Decentralized deep learning in statistically heterogeneous environments
Time: Fri 2025-01-24 09.00
Location: Sal-C, Kistagången 16
Language: English
Subject area: Computer Science
Doctoral student: Edvin Listo Zec , Programvaruteknik och datorsystem, SCS
Opponent: Professor Mark Jelasity, Department of Algorithms and AI, University of Szeged, Hungary
Supervisor: Professor Sarunas Girdzijauskas, Programvaruteknik och datorsystem, SCS
Abstract
In modern machine learning, the dominant approach to training models relies on centralized datasets. However, this paradigm is often impractical or even prohibited in real-world scenarios. Concerns about data privacy, ownership, and the ethical use of publicly available data are rapidly growing, especially with increasing scrutiny on how personal data is handled. Furthermore, collecting, storing, and managing large-scale datasets incurs substantial costs. For instance, millions of smartphone users generate vast amounts of data daily -- photos, sleep patterns, text messages, and more -- which is expensive and often infeasible to process centrally. In response, distributed machine learning has emerged as a promising alternative.
Distributed machine learning trains models across multiple users without centralizing data, addressing privacy concerns and logistical challenges. In this framework, data remains with clients, who train models locally and share model updates instead of data. A prominent example is federated learning, which uses a central server to coordinate training by aggregating and distributing updates. In contrast, decentralized learning removes the central server, enabling clients to communicate directly in a peer-to-peer network. However, significant data variability across clients -- data heterogeneity -- complicates model aggregation and reduces performance. This thesis proposes novel strategies to improve decentralized learning, focusing on client collaboration and data heterogeneity.

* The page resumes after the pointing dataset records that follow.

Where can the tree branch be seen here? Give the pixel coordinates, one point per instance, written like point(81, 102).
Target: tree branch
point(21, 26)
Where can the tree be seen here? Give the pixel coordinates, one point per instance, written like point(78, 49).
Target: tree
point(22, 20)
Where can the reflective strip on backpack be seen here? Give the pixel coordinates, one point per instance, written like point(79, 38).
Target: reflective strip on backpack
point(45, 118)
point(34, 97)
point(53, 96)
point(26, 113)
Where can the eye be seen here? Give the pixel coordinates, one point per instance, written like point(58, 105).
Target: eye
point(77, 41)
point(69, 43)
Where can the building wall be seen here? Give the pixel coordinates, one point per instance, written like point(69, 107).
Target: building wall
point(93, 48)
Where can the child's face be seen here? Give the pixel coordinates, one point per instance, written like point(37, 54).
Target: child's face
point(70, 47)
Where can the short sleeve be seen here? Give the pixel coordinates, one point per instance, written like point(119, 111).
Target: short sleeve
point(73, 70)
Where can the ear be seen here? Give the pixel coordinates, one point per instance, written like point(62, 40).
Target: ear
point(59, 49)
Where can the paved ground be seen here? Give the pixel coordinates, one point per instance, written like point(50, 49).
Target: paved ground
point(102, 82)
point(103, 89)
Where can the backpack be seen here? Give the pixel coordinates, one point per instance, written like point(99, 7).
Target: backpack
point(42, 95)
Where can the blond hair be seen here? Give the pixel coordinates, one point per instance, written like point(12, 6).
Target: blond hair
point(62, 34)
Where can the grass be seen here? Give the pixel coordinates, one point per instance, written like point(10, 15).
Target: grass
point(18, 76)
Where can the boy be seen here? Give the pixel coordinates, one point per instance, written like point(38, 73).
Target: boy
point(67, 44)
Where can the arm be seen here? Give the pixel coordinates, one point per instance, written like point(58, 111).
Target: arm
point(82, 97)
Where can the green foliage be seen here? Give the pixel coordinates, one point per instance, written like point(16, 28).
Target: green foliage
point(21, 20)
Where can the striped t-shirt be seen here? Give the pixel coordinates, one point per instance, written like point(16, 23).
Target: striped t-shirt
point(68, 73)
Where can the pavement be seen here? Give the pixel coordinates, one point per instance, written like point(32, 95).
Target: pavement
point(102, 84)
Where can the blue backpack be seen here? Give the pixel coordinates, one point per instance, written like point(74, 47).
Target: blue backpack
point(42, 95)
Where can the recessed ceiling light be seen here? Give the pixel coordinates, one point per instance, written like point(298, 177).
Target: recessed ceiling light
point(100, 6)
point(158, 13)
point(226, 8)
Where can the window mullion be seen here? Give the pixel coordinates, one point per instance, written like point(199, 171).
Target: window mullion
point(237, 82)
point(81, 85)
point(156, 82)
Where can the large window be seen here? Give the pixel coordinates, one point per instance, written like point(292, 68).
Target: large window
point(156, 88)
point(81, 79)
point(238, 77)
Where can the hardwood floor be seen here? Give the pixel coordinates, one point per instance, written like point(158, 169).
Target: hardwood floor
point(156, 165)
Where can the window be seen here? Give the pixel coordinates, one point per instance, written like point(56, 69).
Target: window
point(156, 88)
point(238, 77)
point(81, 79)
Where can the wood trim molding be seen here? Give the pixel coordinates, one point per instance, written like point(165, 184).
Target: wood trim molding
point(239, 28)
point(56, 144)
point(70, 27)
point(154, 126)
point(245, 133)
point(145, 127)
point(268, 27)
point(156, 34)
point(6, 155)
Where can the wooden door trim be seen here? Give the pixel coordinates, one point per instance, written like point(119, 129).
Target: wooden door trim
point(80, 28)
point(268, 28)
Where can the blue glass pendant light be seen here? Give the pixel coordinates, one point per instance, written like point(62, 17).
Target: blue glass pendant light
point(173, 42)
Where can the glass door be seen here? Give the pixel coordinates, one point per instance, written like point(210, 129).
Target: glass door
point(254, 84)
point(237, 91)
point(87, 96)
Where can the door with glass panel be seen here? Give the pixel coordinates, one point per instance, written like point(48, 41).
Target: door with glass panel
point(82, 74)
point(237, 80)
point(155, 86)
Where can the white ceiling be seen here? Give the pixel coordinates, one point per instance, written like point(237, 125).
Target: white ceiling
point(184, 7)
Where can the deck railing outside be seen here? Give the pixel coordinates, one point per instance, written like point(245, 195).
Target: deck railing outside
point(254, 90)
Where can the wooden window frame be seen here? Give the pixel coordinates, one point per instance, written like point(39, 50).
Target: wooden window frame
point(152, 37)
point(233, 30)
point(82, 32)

First, it introduces peer-selection and clustering techniques, enabling clients to collaborate selectively with peers whose data distributions are similar. This approach circumvents the limitations of a single global model, which may fail to generalize well across diverse clients. Second, the thesis develops privacy-preserving methods to estimate data similarity and strengthens user privacy using multi-armed bandits, enabling dynamic, adaptive collaboration among clients. Beyond addressing static data heterogeneity, the thesis also tackles the challenge of evolving data distributions. New algorithms are proposed to enable models to adapt over time, ensuring robust performance even as client data distributions change. The research further extends these methods to generative models, presenting a novel ensemble approach for training generative adversarial networks (GANs) in distributed settings.
Overall, the contributions of this thesis advance the scalability, efficiency, and privacy of distributed machine learning systems. By enhancing these systems' ability to manage diverse data environments, the work ensures more reliable and personalized model performance across clients, paving the way for broader applications of distributed machine learning.